La relazione con l’epoca kennediana è evidente ma non didascalica. La bandiera non rappresenta solo una nazione, ma un sistema di potere, un intreccio di seduzione politica, spettacolo mediatico e controllo dell’immagine. Marilyn, musa e vittima di quell’epoca, diventa qui il corpo sacrificale di un’America che divora le proprie icone femminili. 
Le crepe che attraversano il volto, ottenute attraverso lacerazioni cartacee, introducono un ulteriore livello di lettura. Il viso appare come una superficie ceramica incrinata, fragile, artificiale. L’icona, da sempre percepita come perfetta, si rivela oggetto manufatto, fragile reliquia pop destinata alla frattura. Queste fenditure non sono solo segni estetici, ma metafora della rottura interiore, della pressione mediatica, della scissione tra persona e personaggio. La diva non è più superficie liscia e seducente: è materia che si spacca sotto il peso della propria rappresentazione.

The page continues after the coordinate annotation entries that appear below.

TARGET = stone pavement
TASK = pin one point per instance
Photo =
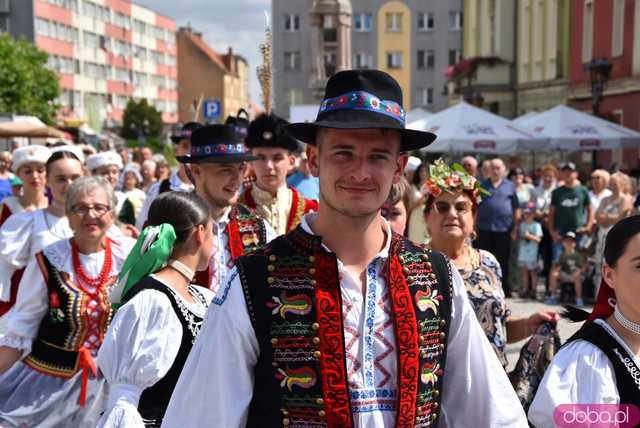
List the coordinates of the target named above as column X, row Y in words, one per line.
column 522, row 307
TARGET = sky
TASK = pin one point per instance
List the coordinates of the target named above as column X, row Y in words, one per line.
column 223, row 23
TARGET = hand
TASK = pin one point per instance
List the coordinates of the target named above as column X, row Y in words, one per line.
column 539, row 318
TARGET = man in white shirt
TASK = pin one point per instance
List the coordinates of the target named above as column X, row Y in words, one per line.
column 341, row 323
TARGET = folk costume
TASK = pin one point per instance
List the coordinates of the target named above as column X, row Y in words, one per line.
column 239, row 231
column 150, row 336
column 594, row 366
column 284, row 210
column 309, row 349
column 172, row 184
column 59, row 321
column 11, row 204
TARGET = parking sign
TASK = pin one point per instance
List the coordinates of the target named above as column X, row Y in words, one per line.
column 211, row 109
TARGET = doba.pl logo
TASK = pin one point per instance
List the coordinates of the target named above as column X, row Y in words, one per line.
column 596, row 415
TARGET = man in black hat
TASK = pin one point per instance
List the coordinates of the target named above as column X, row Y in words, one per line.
column 178, row 180
column 341, row 323
column 282, row 206
column 217, row 162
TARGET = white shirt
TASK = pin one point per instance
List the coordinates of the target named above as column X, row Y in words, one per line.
column 139, row 348
column 579, row 373
column 227, row 350
column 175, row 185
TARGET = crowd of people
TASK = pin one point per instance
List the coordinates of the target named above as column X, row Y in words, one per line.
column 344, row 283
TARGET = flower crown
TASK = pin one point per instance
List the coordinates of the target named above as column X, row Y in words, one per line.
column 451, row 179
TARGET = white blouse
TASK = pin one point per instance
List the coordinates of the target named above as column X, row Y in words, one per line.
column 22, row 236
column 579, row 373
column 140, row 347
column 227, row 351
column 23, row 319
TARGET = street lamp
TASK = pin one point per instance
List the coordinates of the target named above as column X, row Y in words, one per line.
column 599, row 71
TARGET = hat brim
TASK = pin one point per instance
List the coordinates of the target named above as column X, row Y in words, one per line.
column 234, row 158
column 411, row 139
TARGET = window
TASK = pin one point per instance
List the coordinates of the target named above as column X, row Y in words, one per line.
column 425, row 96
column 426, row 21
column 454, row 56
column 291, row 23
column 363, row 60
column 426, row 59
column 394, row 59
column 362, row 22
column 292, row 61
column 587, row 31
column 455, row 21
column 618, row 28
column 394, row 22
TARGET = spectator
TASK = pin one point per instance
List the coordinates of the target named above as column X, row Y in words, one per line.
column 148, row 172
column 611, row 210
column 303, row 181
column 498, row 218
column 5, row 175
column 470, row 164
column 568, row 269
column 570, row 209
column 599, row 189
column 530, row 237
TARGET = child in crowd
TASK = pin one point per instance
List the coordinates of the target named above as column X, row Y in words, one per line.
column 568, row 269
column 530, row 237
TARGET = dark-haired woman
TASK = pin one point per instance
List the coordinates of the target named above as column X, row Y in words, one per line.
column 600, row 364
column 48, row 376
column 23, row 235
column 152, row 332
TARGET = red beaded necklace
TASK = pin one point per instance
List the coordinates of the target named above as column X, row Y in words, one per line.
column 81, row 276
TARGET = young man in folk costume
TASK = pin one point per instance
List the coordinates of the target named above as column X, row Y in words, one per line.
column 178, row 180
column 282, row 206
column 217, row 162
column 342, row 323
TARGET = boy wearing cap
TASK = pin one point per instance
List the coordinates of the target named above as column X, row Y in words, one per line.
column 341, row 323
column 217, row 161
column 178, row 180
column 282, row 206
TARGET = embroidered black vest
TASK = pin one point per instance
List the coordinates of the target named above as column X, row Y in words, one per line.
column 155, row 399
column 293, row 296
column 627, row 373
column 66, row 326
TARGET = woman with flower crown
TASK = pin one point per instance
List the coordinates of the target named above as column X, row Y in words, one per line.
column 152, row 332
column 48, row 377
column 450, row 214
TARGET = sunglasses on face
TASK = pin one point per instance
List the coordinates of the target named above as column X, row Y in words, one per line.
column 461, row 207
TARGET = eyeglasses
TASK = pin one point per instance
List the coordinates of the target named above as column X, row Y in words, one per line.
column 98, row 209
column 461, row 207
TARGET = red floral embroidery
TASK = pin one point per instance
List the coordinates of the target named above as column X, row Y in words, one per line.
column 330, row 332
column 407, row 343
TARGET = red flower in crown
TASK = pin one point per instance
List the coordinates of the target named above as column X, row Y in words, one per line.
column 54, row 300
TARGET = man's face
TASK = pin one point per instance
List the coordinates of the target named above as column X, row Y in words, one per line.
column 218, row 183
column 356, row 169
column 272, row 167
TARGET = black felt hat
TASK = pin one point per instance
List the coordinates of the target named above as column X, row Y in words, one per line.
column 216, row 144
column 267, row 130
column 359, row 99
column 185, row 132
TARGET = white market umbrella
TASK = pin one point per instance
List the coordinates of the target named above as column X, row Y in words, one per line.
column 464, row 128
column 572, row 130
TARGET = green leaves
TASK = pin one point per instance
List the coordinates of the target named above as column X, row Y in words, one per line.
column 26, row 85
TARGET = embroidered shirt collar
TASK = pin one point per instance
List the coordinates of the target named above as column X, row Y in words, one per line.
column 383, row 254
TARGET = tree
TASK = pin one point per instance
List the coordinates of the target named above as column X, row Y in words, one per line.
column 26, row 85
column 141, row 119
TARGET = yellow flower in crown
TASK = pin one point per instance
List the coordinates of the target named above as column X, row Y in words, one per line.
column 451, row 179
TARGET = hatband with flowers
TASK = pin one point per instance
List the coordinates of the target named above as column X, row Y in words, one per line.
column 451, row 179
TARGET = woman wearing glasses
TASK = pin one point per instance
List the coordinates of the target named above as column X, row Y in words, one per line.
column 450, row 214
column 48, row 376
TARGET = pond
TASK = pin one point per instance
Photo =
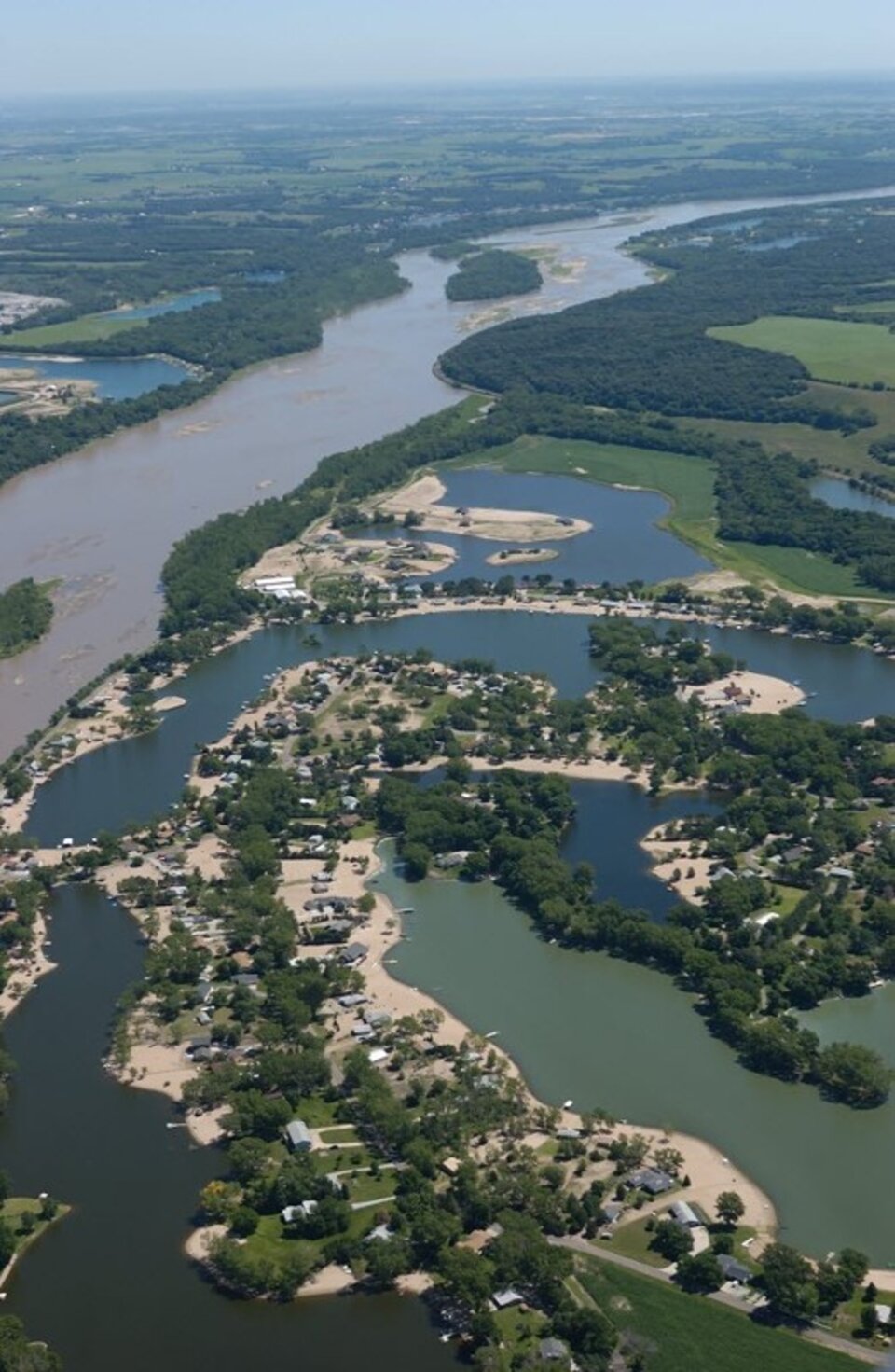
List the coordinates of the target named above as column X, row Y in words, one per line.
column 843, row 495
column 99, row 792
column 121, row 1290
column 623, row 545
column 116, row 379
column 613, row 1034
column 168, row 305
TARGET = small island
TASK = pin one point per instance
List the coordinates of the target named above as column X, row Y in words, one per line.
column 26, row 614
column 491, row 274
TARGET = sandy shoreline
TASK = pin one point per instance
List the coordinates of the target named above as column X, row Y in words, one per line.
column 709, row 1171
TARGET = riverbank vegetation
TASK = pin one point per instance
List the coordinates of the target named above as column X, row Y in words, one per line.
column 491, row 274
column 26, row 614
column 420, row 1151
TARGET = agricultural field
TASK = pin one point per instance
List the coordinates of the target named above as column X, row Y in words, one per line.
column 90, row 328
column 688, row 482
column 833, row 350
column 691, row 1334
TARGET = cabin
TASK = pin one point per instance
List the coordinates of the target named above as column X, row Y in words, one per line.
column 734, row 1269
column 553, row 1351
column 297, row 1136
column 684, row 1216
column 506, row 1299
column 652, row 1180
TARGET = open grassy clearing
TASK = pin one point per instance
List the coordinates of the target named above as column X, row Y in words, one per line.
column 691, row 1334
column 831, row 449
column 833, row 350
column 688, row 482
column 90, row 328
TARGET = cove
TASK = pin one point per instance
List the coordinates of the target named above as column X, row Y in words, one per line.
column 139, row 778
column 117, row 379
column 623, row 545
column 122, row 1293
column 102, row 520
column 609, row 1033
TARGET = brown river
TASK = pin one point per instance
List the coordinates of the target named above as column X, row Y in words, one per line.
column 103, row 520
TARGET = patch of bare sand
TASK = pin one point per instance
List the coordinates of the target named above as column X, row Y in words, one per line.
column 424, row 497
column 329, row 1281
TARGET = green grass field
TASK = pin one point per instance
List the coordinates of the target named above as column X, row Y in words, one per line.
column 833, row 350
column 90, row 328
column 688, row 483
column 691, row 1334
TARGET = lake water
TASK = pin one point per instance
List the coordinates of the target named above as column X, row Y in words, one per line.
column 99, row 792
column 172, row 305
column 110, row 1287
column 842, row 495
column 117, row 379
column 103, row 520
column 609, row 1033
column 623, row 545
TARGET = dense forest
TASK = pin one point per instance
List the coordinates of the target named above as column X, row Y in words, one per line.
column 491, row 274
column 25, row 615
column 219, row 337
column 649, row 349
column 761, row 503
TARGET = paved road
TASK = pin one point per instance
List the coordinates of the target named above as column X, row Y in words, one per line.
column 735, row 1302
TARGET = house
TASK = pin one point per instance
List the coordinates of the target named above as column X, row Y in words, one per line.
column 292, row 1213
column 652, row 1180
column 734, row 1269
column 297, row 1136
column 506, row 1299
column 684, row 1214
column 553, row 1351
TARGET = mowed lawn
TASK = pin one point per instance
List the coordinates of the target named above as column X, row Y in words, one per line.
column 833, row 350
column 691, row 1334
column 90, row 328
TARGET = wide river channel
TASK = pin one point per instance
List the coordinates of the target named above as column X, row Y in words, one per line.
column 103, row 520
column 108, row 1284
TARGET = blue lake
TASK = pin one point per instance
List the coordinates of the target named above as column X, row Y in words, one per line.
column 117, row 379
column 623, row 545
column 840, row 495
column 171, row 305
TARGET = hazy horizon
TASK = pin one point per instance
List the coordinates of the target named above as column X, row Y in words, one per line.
column 101, row 47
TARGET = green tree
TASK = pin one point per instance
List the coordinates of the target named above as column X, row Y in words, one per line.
column 729, row 1208
column 672, row 1240
column 700, row 1272
column 789, row 1282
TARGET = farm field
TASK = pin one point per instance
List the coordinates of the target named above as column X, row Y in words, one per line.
column 833, row 350
column 690, row 1334
column 688, row 482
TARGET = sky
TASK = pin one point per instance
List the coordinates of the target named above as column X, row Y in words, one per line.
column 114, row 46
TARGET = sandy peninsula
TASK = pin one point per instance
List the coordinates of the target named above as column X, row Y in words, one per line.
column 424, row 497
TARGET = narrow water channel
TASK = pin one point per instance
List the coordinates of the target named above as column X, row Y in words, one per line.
column 103, row 520
column 108, row 1286
column 139, row 778
column 609, row 1033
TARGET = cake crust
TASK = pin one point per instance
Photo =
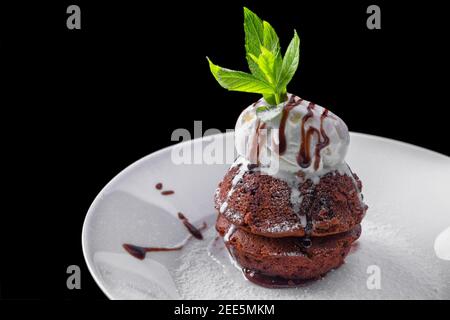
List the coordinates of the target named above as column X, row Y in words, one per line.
column 261, row 204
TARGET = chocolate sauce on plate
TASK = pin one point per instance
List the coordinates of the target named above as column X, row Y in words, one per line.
column 140, row 252
column 192, row 230
column 270, row 281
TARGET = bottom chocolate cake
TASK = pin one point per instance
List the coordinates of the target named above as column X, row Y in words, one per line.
column 282, row 262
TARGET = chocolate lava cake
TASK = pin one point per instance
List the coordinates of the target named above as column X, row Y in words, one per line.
column 290, row 207
column 288, row 257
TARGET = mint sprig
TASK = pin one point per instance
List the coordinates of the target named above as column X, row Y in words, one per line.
column 270, row 72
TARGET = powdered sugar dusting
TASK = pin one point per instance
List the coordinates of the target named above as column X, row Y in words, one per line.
column 406, row 272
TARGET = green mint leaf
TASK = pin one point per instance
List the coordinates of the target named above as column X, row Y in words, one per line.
column 270, row 72
column 266, row 63
column 239, row 81
column 290, row 63
column 254, row 32
column 254, row 39
column 271, row 41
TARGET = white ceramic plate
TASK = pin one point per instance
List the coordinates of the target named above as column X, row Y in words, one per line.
column 406, row 187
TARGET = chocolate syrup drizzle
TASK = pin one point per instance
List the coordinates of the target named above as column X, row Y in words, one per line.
column 140, row 252
column 304, row 156
column 281, row 132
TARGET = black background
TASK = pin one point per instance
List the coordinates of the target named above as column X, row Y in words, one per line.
column 81, row 105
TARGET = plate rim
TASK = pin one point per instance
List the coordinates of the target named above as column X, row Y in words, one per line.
column 124, row 171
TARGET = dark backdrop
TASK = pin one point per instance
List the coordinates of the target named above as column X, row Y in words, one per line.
column 81, row 105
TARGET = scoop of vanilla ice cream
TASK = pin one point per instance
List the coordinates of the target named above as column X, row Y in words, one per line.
column 257, row 135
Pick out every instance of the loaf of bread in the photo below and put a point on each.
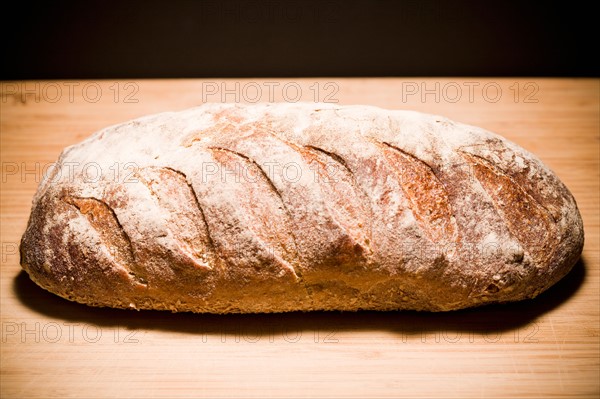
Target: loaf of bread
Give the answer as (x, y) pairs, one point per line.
(228, 208)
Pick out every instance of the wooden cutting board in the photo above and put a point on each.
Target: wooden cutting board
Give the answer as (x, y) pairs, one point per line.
(547, 347)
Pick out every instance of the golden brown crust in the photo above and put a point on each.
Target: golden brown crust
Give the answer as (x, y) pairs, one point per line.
(281, 207)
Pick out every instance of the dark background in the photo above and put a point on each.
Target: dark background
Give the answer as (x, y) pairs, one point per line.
(156, 39)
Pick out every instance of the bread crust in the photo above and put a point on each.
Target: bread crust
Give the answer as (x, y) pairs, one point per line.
(228, 208)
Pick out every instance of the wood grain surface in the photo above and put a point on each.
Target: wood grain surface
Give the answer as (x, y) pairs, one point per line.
(547, 347)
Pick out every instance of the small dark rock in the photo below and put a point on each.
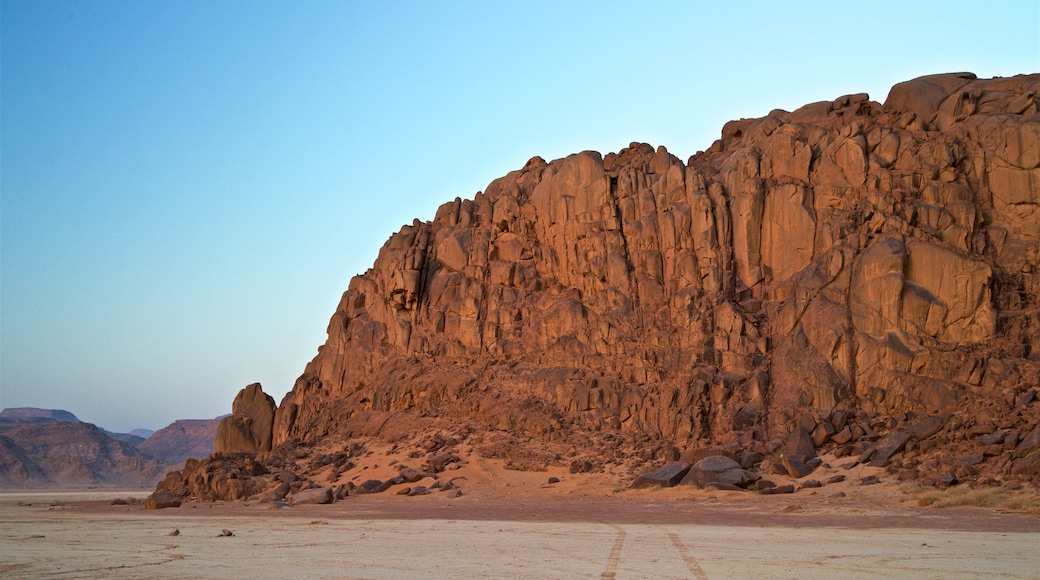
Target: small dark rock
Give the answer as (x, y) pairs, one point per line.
(668, 475)
(777, 490)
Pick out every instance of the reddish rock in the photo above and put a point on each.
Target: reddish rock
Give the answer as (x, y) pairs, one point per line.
(796, 466)
(800, 443)
(888, 446)
(718, 470)
(787, 489)
(249, 429)
(846, 263)
(312, 496)
(161, 499)
(668, 475)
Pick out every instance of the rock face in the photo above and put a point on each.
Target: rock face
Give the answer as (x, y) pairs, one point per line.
(249, 427)
(182, 440)
(836, 272)
(67, 454)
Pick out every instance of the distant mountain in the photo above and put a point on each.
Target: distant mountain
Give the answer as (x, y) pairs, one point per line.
(71, 454)
(125, 438)
(33, 415)
(181, 440)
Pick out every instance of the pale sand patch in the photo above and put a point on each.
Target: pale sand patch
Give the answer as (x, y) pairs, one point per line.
(643, 535)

In quest’opera l’artista compie un’operazione di smascheramento: la cultura pop non è solo celebrazione dell’immagine, ma anche luogo della sua distruzione. Marilyn non è più soltanto la diva eterna, ma il punto di rottura di un’intera narrazione nazionale. Il sangue che cola sulla bandiera non è soltanto gesto drammatico: è segno politico, traccia visiva di una colpa collettiva inscritta nel mito americano.